Royal Dutch Shell PLC is looking to sell its refinery in Southern Ontario, adding to a growing slate of oil-refining and marketing assets on the auction block in Canada.
Shell’s Corunna refinery, near Sarnia, produces a wide range of fuel and has a capacity of 75,000 barrels a day. The company said it is also gauging market interest in its sour natural gas operations in Alberta.
“Shell continually looks at all aspects of its portfolio to ensure we are delivering on our investment strategy,” it said in a statement. “These assets have been a cornerstone of Shell Canada for many years, however, they are no longer a fit with Shell’s evolving portfolio. New owners may see a strategic opportunity for their development.”
Also this week, Husky Energy Inc. said it is considering selling its fuel-retailing network as well as a 12,000-b/d refinery located in Prince George, B.C. It is not known yet whether the assets might be of interest to one buyer or a series of regional players. Analysts’ estimates of value vary widely, but the assets could be worth around $1-billion.
The Shell and Husky plants are small by global standards, which means they have limited economies of scale. This makes it more difficult to make necessary upgrades to modernize operations or meet future environmental standards for fuels, said Michael Ervin, senior vice-president at Kent Group Ltd., a petroleum-marketing consultancy.
“It wouldn’t be surprising to see them looking ahead to divest those assets now before the next round of specification tightenings might occur,” Mr. Ervin said. “Or, for that matter, in the next couple of decades, we’re probably going to see a significant decline in demand for gasoline in particular as more people get into hybrids, potentially, electric vehicles.”
He said he is hard-pressed to speculate on potential buyers for Shell’s refinery, but suggested that a U.S. operator could be drawn by the favourable currency exchange.
Shell has gone through an extensive overhaul of operations in Canada in recent years. In 2017, it sold its oil sands operations to Canadian Natural Resources Ltd. for US$8.5-billion. The company’s major focus currently is proceeding with the $40-billion LNG Canada project at Kitimat on the B.C. coast. It has a 40-per-cent stake in the massive development.

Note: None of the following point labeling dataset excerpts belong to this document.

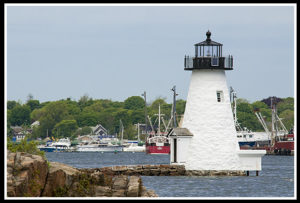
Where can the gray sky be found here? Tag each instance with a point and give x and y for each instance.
(114, 52)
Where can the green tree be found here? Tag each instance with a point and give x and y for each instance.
(64, 128)
(130, 132)
(137, 116)
(85, 101)
(33, 104)
(287, 118)
(52, 113)
(87, 119)
(134, 102)
(180, 106)
(11, 104)
(284, 104)
(20, 115)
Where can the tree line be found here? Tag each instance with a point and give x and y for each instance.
(69, 118)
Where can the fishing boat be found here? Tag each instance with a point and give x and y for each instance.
(246, 137)
(157, 142)
(98, 146)
(62, 145)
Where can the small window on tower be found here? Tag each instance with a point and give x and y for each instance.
(220, 96)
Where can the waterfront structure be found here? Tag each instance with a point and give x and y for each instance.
(207, 139)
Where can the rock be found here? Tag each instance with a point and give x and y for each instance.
(133, 187)
(103, 191)
(60, 176)
(26, 174)
(119, 186)
(30, 176)
(147, 193)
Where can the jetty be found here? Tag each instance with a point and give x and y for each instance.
(161, 170)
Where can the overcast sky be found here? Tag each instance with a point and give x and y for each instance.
(114, 52)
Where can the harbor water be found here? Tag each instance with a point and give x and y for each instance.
(275, 180)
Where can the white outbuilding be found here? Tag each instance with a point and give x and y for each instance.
(207, 139)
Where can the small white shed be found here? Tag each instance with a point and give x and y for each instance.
(180, 140)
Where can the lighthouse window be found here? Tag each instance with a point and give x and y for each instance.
(214, 61)
(220, 96)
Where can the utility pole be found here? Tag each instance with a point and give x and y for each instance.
(174, 106)
(144, 94)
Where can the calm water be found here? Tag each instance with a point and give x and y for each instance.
(275, 180)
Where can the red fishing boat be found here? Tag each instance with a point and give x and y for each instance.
(157, 142)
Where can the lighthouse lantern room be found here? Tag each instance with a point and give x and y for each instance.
(208, 55)
(208, 139)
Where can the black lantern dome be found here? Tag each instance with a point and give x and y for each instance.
(208, 55)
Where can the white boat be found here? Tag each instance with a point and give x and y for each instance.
(63, 144)
(97, 146)
(134, 148)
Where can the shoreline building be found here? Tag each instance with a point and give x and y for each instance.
(207, 139)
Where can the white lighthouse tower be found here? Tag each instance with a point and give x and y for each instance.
(207, 139)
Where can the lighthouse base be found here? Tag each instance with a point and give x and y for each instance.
(214, 173)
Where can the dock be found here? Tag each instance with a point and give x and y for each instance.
(160, 170)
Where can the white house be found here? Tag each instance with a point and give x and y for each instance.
(208, 139)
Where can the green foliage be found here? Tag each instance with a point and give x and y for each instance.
(284, 104)
(180, 106)
(287, 118)
(62, 118)
(33, 104)
(87, 119)
(130, 133)
(65, 128)
(11, 104)
(134, 102)
(20, 115)
(24, 146)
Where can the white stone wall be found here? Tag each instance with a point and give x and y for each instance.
(183, 143)
(214, 144)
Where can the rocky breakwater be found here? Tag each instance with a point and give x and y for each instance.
(161, 170)
(32, 176)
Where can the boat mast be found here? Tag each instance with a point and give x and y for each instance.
(174, 106)
(144, 94)
(138, 132)
(122, 130)
(273, 122)
(158, 119)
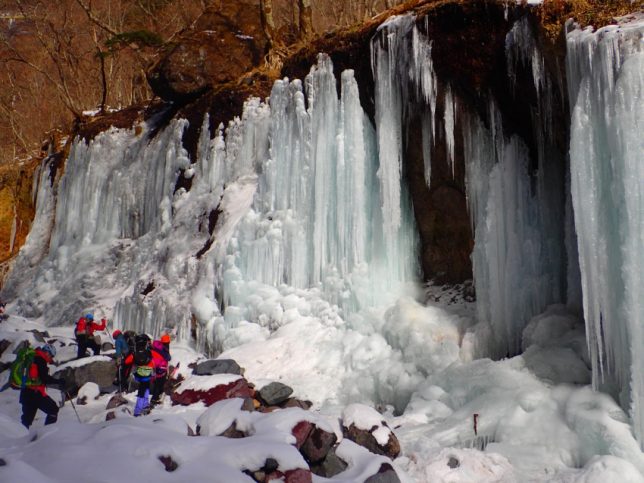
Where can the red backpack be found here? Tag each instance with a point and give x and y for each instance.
(82, 327)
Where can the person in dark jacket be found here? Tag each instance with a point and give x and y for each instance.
(161, 354)
(122, 349)
(33, 395)
(84, 333)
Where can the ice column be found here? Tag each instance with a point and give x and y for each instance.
(317, 218)
(606, 86)
(517, 215)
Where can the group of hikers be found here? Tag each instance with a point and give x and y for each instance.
(136, 355)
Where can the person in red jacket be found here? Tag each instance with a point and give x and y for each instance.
(33, 395)
(84, 332)
(161, 357)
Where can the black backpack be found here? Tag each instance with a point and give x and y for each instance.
(129, 336)
(142, 352)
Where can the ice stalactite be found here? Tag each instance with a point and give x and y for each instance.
(516, 203)
(606, 86)
(315, 220)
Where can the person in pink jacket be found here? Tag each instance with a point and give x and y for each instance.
(84, 333)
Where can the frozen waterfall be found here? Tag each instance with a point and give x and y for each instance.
(519, 256)
(606, 86)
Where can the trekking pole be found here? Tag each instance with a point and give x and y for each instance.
(73, 406)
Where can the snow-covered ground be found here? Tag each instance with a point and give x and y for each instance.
(529, 418)
(294, 253)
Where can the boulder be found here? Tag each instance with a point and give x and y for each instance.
(301, 431)
(331, 465)
(168, 463)
(298, 475)
(317, 445)
(98, 369)
(227, 41)
(364, 426)
(365, 438)
(386, 474)
(87, 392)
(220, 387)
(275, 393)
(40, 336)
(233, 432)
(293, 402)
(116, 401)
(217, 366)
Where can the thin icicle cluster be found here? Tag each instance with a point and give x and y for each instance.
(316, 219)
(517, 216)
(606, 85)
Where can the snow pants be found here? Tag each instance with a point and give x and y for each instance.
(32, 401)
(157, 387)
(85, 342)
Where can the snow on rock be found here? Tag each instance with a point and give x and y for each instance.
(210, 389)
(606, 91)
(88, 392)
(365, 426)
(96, 369)
(220, 416)
(452, 465)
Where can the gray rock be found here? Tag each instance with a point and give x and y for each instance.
(217, 366)
(275, 393)
(116, 401)
(40, 336)
(386, 474)
(101, 372)
(331, 466)
(18, 348)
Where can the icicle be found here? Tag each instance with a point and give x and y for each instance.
(450, 109)
(606, 89)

Shell did not give a target price for its refinery, which began operations in 1952, and did not say whether it was in any advanced discussions with interested parties. If it is unable to find a buyer, Shell will keep operating the plant. “There are no plans for closure,” it said.

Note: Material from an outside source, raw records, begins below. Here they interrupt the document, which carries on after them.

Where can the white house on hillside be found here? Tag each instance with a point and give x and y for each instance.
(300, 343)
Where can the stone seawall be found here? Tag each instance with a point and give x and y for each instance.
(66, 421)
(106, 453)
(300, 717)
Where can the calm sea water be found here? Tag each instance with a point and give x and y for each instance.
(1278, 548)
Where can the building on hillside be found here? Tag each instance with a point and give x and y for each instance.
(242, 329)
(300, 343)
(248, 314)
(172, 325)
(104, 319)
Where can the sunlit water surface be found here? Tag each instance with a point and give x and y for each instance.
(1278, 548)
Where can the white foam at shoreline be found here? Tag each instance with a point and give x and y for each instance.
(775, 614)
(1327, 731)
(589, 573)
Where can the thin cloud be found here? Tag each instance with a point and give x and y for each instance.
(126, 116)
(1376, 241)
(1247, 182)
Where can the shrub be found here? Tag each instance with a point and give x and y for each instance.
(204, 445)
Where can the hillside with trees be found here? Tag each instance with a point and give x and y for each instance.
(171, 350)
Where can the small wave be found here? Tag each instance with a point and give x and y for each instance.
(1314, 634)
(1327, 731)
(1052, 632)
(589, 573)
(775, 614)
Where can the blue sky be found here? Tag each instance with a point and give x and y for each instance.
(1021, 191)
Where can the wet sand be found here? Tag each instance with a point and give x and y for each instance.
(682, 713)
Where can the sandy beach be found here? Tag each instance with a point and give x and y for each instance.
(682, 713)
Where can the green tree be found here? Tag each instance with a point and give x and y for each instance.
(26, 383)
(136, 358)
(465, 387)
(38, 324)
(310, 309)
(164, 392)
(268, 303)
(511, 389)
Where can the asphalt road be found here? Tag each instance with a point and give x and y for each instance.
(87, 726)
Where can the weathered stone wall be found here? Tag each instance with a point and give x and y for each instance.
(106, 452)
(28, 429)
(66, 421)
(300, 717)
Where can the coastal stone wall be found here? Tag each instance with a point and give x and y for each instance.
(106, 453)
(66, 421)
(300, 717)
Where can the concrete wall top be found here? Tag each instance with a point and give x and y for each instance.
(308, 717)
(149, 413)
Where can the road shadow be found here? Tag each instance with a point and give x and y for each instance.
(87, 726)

In the past decade, Shell had planned a multibillion-dollar expansion of its refining operations in the Sarnia region, but cancelled the project in 2008, citing surging cost estimates and poor market conditions.
Ownership of downstream assets has shifted radically, with regional companies and convenience-store operators snapping up retail sites from major oil companies.
Meanwhile, Shell said it was looking for buyers for its operations that produce and process sour natural gas, which is gas high in sulphur-dioxide content. The assets are located in the Waterton, Jumping Pound and Central Alberta regions. It has produced gas at the first two locations since the 1950s. Canada’s conventional gas industry has been under severe pressure amid weak prices and falling demand from the United States due to that country’s rapid development of shale supplies over the past decade.